Actuelle­ment, « le renou­velle­ment du toit de chaume des tem­ples fait encore par­tie de la liturgie hui­c­hole », remar­que Ale­chine, mais pour com­bi­en de temps ? Les céré­monies religieuses ances­trales réu­nis­sent encore les com­mu­nautés, mais il faut pré­par­er les nour­ri­t­ures, renou­vel­er les cos­tumes tra­di­tion­nels, pay­er les chamans, les tau­reaux pour le sac­ri­fice, les bis­cuits, la bière… et les ressources finan­cières ont changé. Les ânes pour les champs sont rachetés à bas prix et trans­for­més en chori­zo. Les champs d’opium et les plants de cannabis ont enter­ré la cul­ture du maïs. Il n’est pas rare que les com­man­di­taires sor­tent leurs mitrail­lettes plutôt que de pay­er. Quand ils déci­dent de pay­er, l’argent coule à flots, la folie des dépens­es aus­si.

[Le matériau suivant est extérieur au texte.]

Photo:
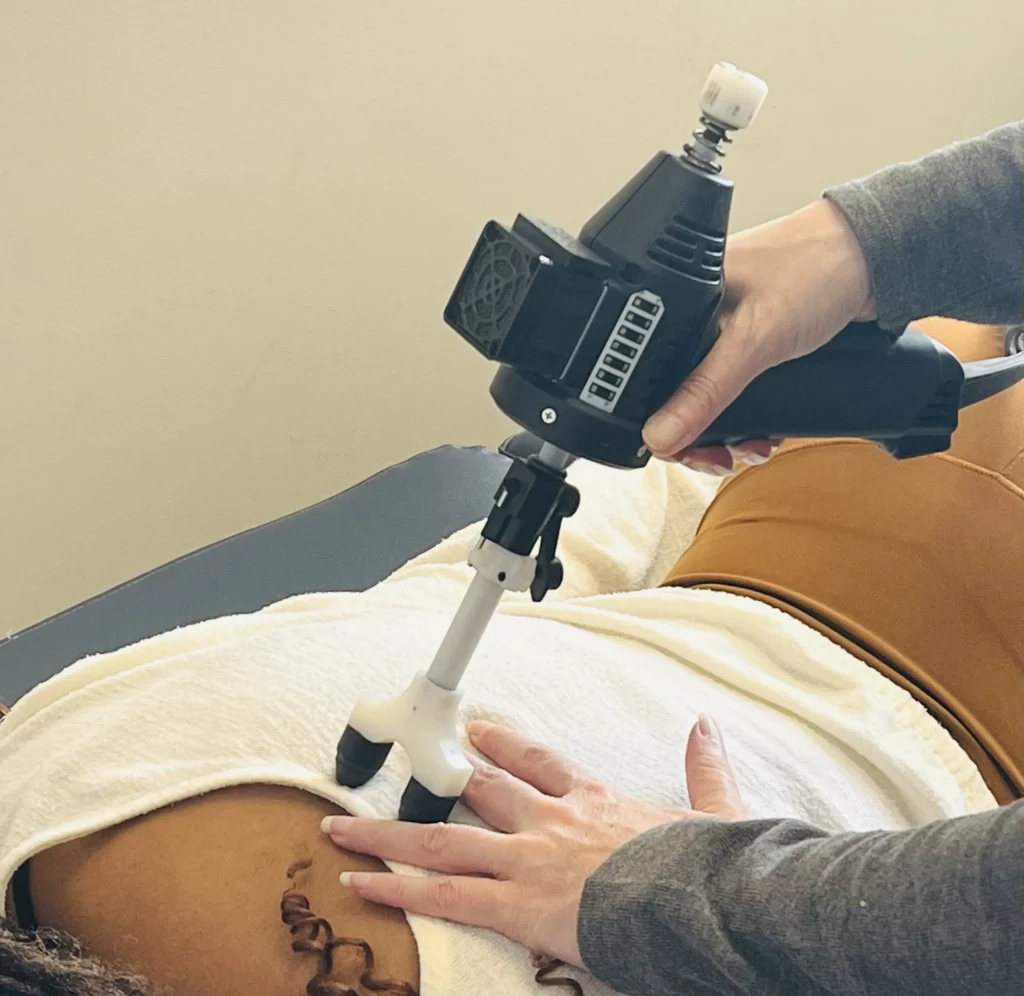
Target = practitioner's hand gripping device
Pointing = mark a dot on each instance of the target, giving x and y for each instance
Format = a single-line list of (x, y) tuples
[(593, 335)]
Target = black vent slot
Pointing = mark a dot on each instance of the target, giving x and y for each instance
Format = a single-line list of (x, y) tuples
[(684, 248)]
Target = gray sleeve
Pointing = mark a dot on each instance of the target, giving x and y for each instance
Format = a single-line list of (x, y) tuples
[(944, 235), (761, 907)]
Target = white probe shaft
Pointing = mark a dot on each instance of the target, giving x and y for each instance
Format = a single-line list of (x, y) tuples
[(470, 620)]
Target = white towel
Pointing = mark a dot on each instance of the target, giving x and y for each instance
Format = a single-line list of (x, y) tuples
[(606, 670)]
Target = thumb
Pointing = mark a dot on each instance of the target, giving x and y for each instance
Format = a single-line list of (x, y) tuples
[(716, 382), (709, 777)]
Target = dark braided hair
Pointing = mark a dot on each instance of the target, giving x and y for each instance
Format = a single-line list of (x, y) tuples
[(48, 962)]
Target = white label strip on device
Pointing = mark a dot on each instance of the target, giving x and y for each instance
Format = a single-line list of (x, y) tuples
[(619, 357)]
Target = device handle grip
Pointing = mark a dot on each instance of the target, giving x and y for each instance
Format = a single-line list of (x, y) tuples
[(903, 393)]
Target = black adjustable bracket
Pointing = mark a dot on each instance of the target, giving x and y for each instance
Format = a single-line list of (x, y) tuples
[(529, 506)]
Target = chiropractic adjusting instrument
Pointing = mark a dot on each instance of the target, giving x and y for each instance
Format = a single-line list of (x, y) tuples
[(593, 335)]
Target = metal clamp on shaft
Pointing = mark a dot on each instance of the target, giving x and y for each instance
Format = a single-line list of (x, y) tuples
[(529, 506)]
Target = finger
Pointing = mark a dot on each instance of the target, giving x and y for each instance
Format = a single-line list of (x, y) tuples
[(714, 384), (535, 764), (477, 902), (440, 847), (508, 804), (710, 780)]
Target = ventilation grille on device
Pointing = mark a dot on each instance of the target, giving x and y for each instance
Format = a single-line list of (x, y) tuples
[(683, 248), (493, 290)]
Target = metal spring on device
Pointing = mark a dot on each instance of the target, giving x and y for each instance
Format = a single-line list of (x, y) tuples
[(707, 147)]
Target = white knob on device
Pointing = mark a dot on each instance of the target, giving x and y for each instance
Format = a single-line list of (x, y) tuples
[(732, 97)]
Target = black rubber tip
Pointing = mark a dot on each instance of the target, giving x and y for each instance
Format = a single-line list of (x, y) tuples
[(420, 806), (358, 759)]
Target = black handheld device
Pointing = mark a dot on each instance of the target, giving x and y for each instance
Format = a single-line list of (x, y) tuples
[(595, 333)]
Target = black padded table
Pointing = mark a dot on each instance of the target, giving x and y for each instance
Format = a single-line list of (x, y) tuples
[(346, 543)]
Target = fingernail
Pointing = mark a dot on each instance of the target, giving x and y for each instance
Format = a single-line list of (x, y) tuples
[(335, 825), (709, 729), (664, 433)]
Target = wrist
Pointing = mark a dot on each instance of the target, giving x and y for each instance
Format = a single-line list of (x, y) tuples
[(844, 256)]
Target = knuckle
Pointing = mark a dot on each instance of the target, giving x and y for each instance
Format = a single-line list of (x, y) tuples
[(704, 392), (535, 755), (436, 838), (445, 895)]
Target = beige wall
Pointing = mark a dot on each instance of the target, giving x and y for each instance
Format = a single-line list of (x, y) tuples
[(227, 227)]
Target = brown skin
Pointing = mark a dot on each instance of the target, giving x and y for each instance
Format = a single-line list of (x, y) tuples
[(189, 896)]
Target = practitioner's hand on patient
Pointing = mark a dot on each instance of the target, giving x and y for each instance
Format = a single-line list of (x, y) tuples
[(557, 826), (791, 286)]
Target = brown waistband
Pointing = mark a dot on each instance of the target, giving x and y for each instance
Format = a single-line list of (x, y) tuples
[(916, 568)]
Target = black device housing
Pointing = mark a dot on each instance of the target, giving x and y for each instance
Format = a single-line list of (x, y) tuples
[(546, 305)]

À lire ce qui précède, on pour­rait penser qu’Alechine se livre dans Divinités à une descrip­tion factuelle et dans l’air triste du siè­cle, des effets de la glob­al­i­sa­tion sur des pop­u­la­tions qui n’en demandaient pas tant, comme d’autres ailleurs sur la planète. Mais ce serait oubli­er le poète qu’il est. Indocile, tour­men­té, frag­men­té, fasciné par la beauté soudée à l’effroi vio­lent, Ale­chine est un poète-voy­ant, par une obser­va­tion par­tic­i­pa­tive des autres et du temps, qui lui per­met par­fois de gag­n­er sa dose pro­vi­soire d’apaisement. Son écri­t­ure boulever­sée est loin du reportage ou du doc­u­men­taire (mais par­fois aus­si pré­cise que lui). Par moment chao­tique et débridée, ellip­tique, elle traduit l’envahissement des sen­sa­tions, des émo­tions et la quête spir­ituelle qu’il partage avec les Hui­chols. Quand on lui demande de sac­ri­fi­er de sa main un tau­reau – pas fier, il a plutôt esquivé jusque-là –, il est bien con­scient que de cet acte à pos­er dépen­dra sa con­ti­nu­ité de vie avec les Hui­chols. Mais quand il rejoint une source d’eau sacrée, il est lit­térale­ment sub­mergé, et perd toute capac­ité à dis­cern­er de quel côté de lui-même il se trou­ve ; c’est tou­jours un quitte ou dou­ble. D’autres pages, sur le dia­logue con­stant que les Hui­chols ten­tent de main­tenir avec leur passé, sur les vio­lences meur­trières qui sacca­gent au quo­ti­di­en la ville d’Oaxaca, sur une rup­ture amoureuse à New York, fécon­dent une écri­t­ure où l’imaginaire sat­ure le réel, en fait explos­er les lim­ites, et révèle un désen­chante­ment per­son­nel indi­ci­ble : « Face à ce qui se dérobe », écrivait Michaux.